# what are the best places for construction business?



## mohammad85 (Aug 4, 2012)

Hei guys
I am planning to come to New Zealand as a personal building contractor.I just wonder where is the most appropriate place for me to go?
Based on what I have seen here,the best place for me is ChCh since rebuilding the city is on the move after the earthquake but is there any other place good for construction business?
Thank you all in advance.specially Topcat who is alwaying helping the others


----------



## topcat83 (Apr 16, 2009)

mohammad85 said:


> Hei guys
> I am planning to come to New Zealand as a personal building contractor.I just wonder where is the most appropriate place for me to go?
> Based on what I have seen here,the best place for me is ChCh since rebuilding the city is on the move after the earthquake but is there any other place good for construction business?
> Thank you all in advance.specially Topcat who is alwaying helping the others


Hi there. You're right - Christchurch will require a builder or two. 
But I'd also say that there is quite a lot of building going on around Auckland.
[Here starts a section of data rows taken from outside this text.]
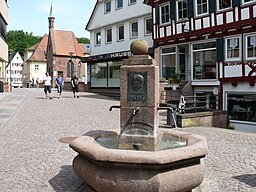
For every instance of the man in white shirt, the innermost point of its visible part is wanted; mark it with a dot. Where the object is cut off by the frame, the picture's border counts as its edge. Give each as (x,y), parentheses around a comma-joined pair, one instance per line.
(47,85)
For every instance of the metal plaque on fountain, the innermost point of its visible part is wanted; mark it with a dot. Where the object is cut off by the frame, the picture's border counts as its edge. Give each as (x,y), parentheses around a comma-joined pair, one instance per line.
(137,86)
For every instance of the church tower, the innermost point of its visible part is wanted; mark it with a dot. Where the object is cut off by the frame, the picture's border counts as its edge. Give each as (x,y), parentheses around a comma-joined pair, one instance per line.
(51,19)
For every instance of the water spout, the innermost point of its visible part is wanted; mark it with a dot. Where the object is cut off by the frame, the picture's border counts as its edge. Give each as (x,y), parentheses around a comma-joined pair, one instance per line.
(114,106)
(137,146)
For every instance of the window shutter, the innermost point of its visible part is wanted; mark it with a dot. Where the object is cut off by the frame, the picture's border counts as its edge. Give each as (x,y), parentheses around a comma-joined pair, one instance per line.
(236,3)
(212,6)
(173,9)
(157,14)
(190,9)
(220,49)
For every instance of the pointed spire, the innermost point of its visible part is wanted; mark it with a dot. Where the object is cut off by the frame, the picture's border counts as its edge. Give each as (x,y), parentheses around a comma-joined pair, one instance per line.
(51,10)
(51,19)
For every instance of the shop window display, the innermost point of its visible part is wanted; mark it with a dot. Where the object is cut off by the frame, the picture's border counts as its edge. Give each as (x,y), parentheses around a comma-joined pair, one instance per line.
(242,107)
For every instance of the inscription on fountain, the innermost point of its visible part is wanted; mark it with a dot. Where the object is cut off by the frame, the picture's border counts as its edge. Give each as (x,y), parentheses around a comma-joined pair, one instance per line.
(137,86)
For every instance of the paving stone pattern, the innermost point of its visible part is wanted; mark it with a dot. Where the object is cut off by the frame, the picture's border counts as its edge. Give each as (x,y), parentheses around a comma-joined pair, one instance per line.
(33,159)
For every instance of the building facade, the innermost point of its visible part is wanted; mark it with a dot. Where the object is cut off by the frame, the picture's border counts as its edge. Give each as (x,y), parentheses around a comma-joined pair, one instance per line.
(14,70)
(34,67)
(64,54)
(3,44)
(212,44)
(113,25)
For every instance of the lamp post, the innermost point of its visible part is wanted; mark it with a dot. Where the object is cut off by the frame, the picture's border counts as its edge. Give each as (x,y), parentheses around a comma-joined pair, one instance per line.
(78,69)
(10,63)
(71,64)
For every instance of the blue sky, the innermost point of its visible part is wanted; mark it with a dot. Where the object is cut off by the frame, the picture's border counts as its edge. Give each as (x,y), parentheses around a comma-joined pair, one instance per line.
(31,16)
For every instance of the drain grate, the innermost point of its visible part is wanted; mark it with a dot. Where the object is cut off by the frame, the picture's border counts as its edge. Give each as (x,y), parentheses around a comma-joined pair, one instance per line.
(67,139)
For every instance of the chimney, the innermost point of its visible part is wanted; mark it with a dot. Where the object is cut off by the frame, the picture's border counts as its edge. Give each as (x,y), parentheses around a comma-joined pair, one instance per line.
(51,19)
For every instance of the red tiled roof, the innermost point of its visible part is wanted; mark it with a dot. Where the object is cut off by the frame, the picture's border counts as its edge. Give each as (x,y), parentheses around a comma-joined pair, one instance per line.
(66,43)
(39,50)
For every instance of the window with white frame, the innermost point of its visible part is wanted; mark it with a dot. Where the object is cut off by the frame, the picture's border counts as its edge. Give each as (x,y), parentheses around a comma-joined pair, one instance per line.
(108,35)
(120,33)
(182,9)
(107,6)
(165,14)
(201,7)
(98,38)
(132,2)
(250,43)
(223,4)
(204,60)
(36,67)
(148,26)
(134,30)
(119,4)
(168,64)
(233,48)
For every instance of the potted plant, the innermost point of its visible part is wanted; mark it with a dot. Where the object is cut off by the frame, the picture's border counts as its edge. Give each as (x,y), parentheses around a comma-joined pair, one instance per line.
(174,80)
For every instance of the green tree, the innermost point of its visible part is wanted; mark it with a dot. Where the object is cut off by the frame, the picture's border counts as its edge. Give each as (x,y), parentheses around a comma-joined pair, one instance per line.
(83,40)
(20,41)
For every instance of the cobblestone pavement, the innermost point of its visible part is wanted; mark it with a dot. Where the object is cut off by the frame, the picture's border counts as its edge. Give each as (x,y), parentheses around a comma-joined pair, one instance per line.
(33,159)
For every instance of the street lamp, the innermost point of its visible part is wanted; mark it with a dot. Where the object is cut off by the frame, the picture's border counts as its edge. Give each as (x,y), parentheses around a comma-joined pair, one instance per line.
(78,69)
(10,63)
(71,65)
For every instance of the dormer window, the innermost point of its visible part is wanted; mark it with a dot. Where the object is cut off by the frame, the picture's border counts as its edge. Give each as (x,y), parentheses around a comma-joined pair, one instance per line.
(132,2)
(119,4)
(247,1)
(134,29)
(233,48)
(223,4)
(201,7)
(182,9)
(107,6)
(250,44)
(165,14)
(97,38)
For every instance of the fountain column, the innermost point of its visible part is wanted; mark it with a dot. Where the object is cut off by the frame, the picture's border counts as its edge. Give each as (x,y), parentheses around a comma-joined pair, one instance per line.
(139,90)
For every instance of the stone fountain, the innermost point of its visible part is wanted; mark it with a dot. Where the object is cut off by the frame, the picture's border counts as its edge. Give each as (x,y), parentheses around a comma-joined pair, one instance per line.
(142,157)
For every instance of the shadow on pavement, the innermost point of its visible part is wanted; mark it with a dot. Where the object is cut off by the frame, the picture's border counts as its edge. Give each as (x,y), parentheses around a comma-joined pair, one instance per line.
(249,179)
(104,97)
(67,180)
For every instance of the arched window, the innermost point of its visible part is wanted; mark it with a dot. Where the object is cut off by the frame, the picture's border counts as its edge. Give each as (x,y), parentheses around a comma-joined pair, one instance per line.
(70,68)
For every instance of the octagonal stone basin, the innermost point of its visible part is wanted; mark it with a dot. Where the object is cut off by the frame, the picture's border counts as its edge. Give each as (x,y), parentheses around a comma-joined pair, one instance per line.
(170,170)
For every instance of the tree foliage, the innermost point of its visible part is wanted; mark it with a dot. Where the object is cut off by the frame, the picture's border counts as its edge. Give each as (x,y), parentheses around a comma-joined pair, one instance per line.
(83,40)
(19,41)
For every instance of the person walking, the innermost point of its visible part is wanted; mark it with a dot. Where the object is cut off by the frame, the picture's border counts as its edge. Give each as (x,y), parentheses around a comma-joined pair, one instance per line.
(74,84)
(59,84)
(47,85)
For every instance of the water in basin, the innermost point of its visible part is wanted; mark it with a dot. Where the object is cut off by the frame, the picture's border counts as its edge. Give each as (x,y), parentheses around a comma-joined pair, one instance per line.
(165,142)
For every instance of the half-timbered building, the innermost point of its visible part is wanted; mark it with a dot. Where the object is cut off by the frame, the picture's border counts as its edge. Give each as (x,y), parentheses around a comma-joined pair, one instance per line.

House prices have picked up recently, and I've noticed a few sections moving in our area to the south of Auckland too.


----------



## mohammad85 (Aug 4, 2012)

thanks a lot as usual
is there any website I can visit to give me more information about New Zealand Arthitecture and urban?


----------



## topcat83 (Apr 16, 2009)

mohammad85 said:


> thanks a lot as usual
> is there any website I can visit to give me more information about New Zealand Arthitecture and urban?


Try here New Zealand Institute of Architects


----------



## mohammad85 (Aug 4, 2012)

you are awesome......


----------